Une vingtaine de manifestants, qui marchaient samedi "contre la répression" de la jeunesse dans N'Djamena avant d'être arrêtés, ont été libérés lundi, a annoncé à l'AFP le collectif des Associations et Mouvements de jeunes du Tchad (CAMOJET).
"Le procureur de la République et le directeur de la police judiciaire sont venus nous trouver dans notre lieu de détention à la coordination de la police judiciaire pour nous annoncer que nous sommes libres", a indiqué à l'AFP Hervé Pando, membre de l'une des associations des droits de l'homme, arrêté avec 22 manifestants.
"Pour le moment, le ministère public n'a pas souhaité engager des poursuites contre les personnes arrêtées", a expliqué à l'AFP le procureur de la République, ajoutant "nous ne pouvons que les libérer".
Détenus au commissariat central, les 23 personnes ont été entendues durant le week-end par la police judiciaire.
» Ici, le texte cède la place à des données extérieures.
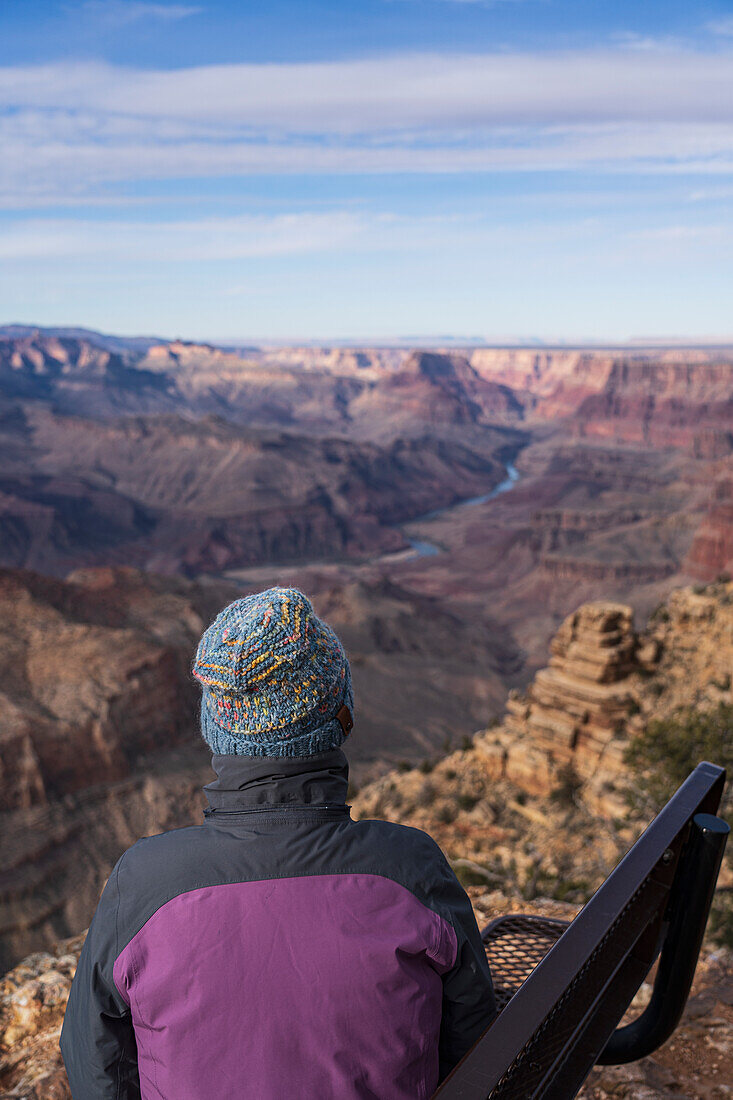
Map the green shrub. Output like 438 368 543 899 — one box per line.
626 702 733 947
415 781 435 807
625 702 733 813
708 891 733 950
550 764 582 808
Il leur est reproché d'avoir troublé "l'ordre public, la marche n'ayant pas été autorisée", a affirmé le porte-parole de la police, le colonel Paul Manga.
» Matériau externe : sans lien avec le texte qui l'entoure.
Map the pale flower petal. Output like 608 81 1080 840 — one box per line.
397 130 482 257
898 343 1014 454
Le chef de file de l'opposition tchadienne, Saleh Kebzabo, a dénoncé ces arrestations de militants et réclamé leur "libération immédiate" condamnant "fermement ces pratiques anti-démocratiques dignes d'une république bananière".
La marche "avait été préalablement annoncée, le parcours connu et les responsables identifiés. C'est donc une activité légale, qui n'a du reste connu aucun dérapage ni porté atteinte à l'ordre public", a affirmé M. Kebzabo.
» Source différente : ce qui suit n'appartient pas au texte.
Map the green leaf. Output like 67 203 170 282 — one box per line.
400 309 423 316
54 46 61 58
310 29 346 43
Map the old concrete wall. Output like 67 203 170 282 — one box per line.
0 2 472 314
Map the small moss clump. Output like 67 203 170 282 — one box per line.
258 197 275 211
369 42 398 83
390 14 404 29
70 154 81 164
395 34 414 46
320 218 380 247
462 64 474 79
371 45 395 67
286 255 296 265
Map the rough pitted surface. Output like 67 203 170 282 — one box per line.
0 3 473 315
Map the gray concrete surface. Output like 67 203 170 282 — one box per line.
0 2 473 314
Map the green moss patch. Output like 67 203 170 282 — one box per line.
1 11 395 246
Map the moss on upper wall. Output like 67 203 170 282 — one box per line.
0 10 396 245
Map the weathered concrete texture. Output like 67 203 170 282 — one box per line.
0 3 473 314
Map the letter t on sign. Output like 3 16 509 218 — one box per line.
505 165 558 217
"A la veille de l'élection présidentielle du 10 avril 2016, le pouvoir montre une fois encore son vrai visage despotique, qu'incarne le président Idriss Déby Itno", affirme Saleh Kebzabo.
Dans un communiqué conjoint, deux mouvements de la société civile, " Trop C'est Trop " et "IYINA" ("on est fatigués", en arabe local) avaient aussi demandé "la libération immédiate et sans condition des jeunes arrêtés".
La marche, organisée pour protester contre "la répression de toutes formes de violences dont (la jeunesse) est victime depuis 25 ans", intervenait après la dispersion violente par la police anti-émeute d'un sit-in organisé jeudi dans la capitale tchadienne par une centaine de jeunes diplômés devant le ministère de l'Education nationale.
Ils étaient venus exiger leur intégration dans la Fonction publique, alors que la loi de finances pour 2016 suspend toute intégration pour les trois ans à venir.
Le Tchad, dirigé depuis 25 ans par le président Idriss Deby Itno, est classé parmi les 10 pays les plus pauvres du monde malgré sa rente pétrolière, selon l'indice de développement humain (IDH) des Nations unies.
Après la découverte de gisements de pétrole en 2003, les revenus pétroliers lui ont permis de moderniser son armée, de se doter d'un meilleur réseau routier et de construire de nombreux bâtiments publics. Mais l'amélioration des conditions de vie de la population n'a pas suivi.
Les fonctionnaires, notamment les enseignants, font grève régulièrement pour percevoir leurs arriérés de salaire.